2 rectangle = 4 triangle = 1 kite ? i don't think there's any connection w/ the kite : A = (1/2)d1*d2

P/s: english is not my language, so if u guys don't understand something just say sth and ill try to explain. sry

btw this is the link of all the questions: http://www.unl.edu/amc/a-activities/a7-problems/practice1012p/html1012p/10pcontest/02c10p.html#10pc#3

 

[Mentallic]

We are told that the perimeter is 100
This is [itex]2(l+w)=100[/itex] since there are 2 lengths and 2 widths in the rectangle.

So we divide by 2 and now have [itex]l+w=50[/itex]

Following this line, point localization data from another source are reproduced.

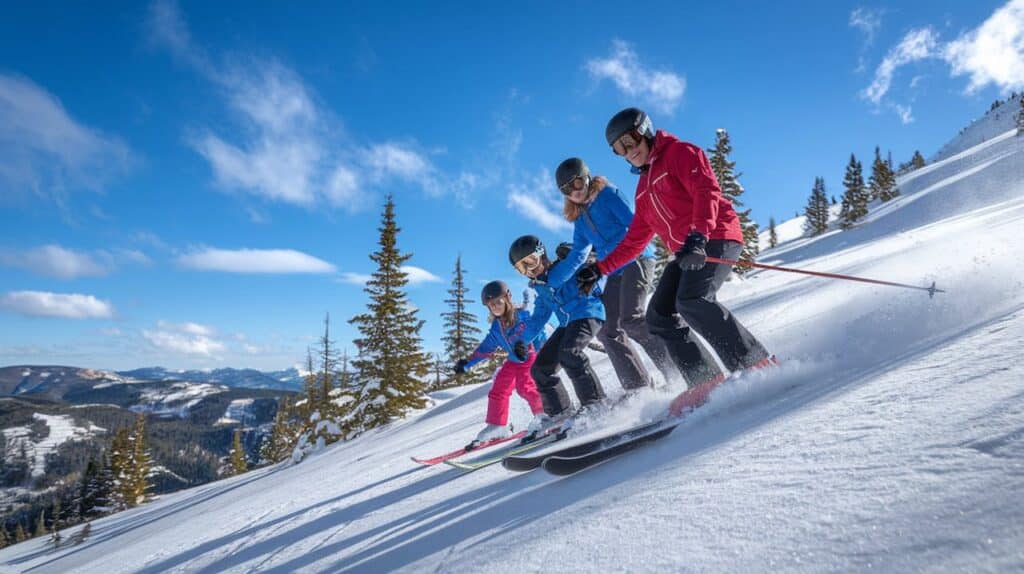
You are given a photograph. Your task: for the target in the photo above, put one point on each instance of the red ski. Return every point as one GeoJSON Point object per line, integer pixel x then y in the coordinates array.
{"type": "Point", "coordinates": [461, 451]}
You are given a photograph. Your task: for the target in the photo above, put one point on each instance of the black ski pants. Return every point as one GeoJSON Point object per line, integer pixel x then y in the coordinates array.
{"type": "Point", "coordinates": [625, 298]}
{"type": "Point", "coordinates": [566, 347]}
{"type": "Point", "coordinates": [685, 300]}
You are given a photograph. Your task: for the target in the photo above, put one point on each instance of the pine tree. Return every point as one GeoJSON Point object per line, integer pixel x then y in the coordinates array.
{"type": "Point", "coordinates": [119, 470]}
{"type": "Point", "coordinates": [731, 189]}
{"type": "Point", "coordinates": [136, 487]}
{"type": "Point", "coordinates": [855, 199]}
{"type": "Point", "coordinates": [239, 464]}
{"type": "Point", "coordinates": [816, 212]}
{"type": "Point", "coordinates": [391, 361]}
{"type": "Point", "coordinates": [1020, 117]}
{"type": "Point", "coordinates": [40, 525]}
{"type": "Point", "coordinates": [918, 161]}
{"type": "Point", "coordinates": [461, 334]}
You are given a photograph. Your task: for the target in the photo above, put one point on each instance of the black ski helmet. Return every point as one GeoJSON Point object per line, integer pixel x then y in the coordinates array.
{"type": "Point", "coordinates": [569, 170]}
{"type": "Point", "coordinates": [524, 246]}
{"type": "Point", "coordinates": [631, 119]}
{"type": "Point", "coordinates": [493, 291]}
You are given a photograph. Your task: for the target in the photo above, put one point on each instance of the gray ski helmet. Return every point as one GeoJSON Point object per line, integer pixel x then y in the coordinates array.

We also have [itex]l^2+w^2=x^2[/itex] by pythagoras' theorem

and [itex]lw=A[/itex] for the Area

Now, the result you saw [itex]2lw=(l+w)^2-(l^2+w^2)[/itex] can easily be proven by expanding [itex](l+w)^2[/itex] and don't think about squaring the perimeter as a geometric thing (don't try picture what shape its creating) just square the number 50 since from before [itex]l+w=50[/itex] by squaring both sides [itex](l+w)^2=2500[/itex]

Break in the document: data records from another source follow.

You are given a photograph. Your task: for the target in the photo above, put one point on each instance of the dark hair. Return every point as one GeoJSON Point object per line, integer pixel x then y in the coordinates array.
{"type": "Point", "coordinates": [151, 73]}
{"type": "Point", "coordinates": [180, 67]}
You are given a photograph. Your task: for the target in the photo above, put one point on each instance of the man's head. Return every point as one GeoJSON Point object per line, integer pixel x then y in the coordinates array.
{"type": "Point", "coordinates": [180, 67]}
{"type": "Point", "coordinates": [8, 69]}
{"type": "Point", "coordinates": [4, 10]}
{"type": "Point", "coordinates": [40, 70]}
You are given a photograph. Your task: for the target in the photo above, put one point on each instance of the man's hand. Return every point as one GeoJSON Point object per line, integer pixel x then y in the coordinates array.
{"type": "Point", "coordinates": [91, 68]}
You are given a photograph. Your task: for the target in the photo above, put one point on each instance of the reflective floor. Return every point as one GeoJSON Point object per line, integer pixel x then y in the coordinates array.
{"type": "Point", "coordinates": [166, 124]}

And the [itex]l^2+w^2[/itex] we already showed is equal to [itex]x^2[/itex].

So substitute everything into the equation:

[tex]2A=(50)^2-(x^2)[/tex]

[tex]A=1250-\frac{x^2}{2}[/tex]

Really, all you needed to do in this problem was find out all the relationships you can to involve x (such as pythagoras' theorem, the area of a rectangle, and the perimeter) and then the tricky bit was to notice that the area [itex]lw[/itex] can be related to the perimeter [itex]l+w[/itex] in such a way that if we square the perimeter, expanding it gives us the other pythagorean relationship [itex]l^2+w^2[/itex] and the area [itex]lw[/itex]. Then if you found the correct formula, all you need to do is substitute all your relationships into it.

 

[HallsofIvy]

[itex](l+ w)^2= l^2+ 2lw+ w^2[/itex]. l+ w= 50 and [itex]l^2+ w^2= x^2[/itex] so (50)^2= x^2+ 2A That gives the same formula Mentallic gave.

 

[LeadyKnight]

thank you guys, it really does help me out.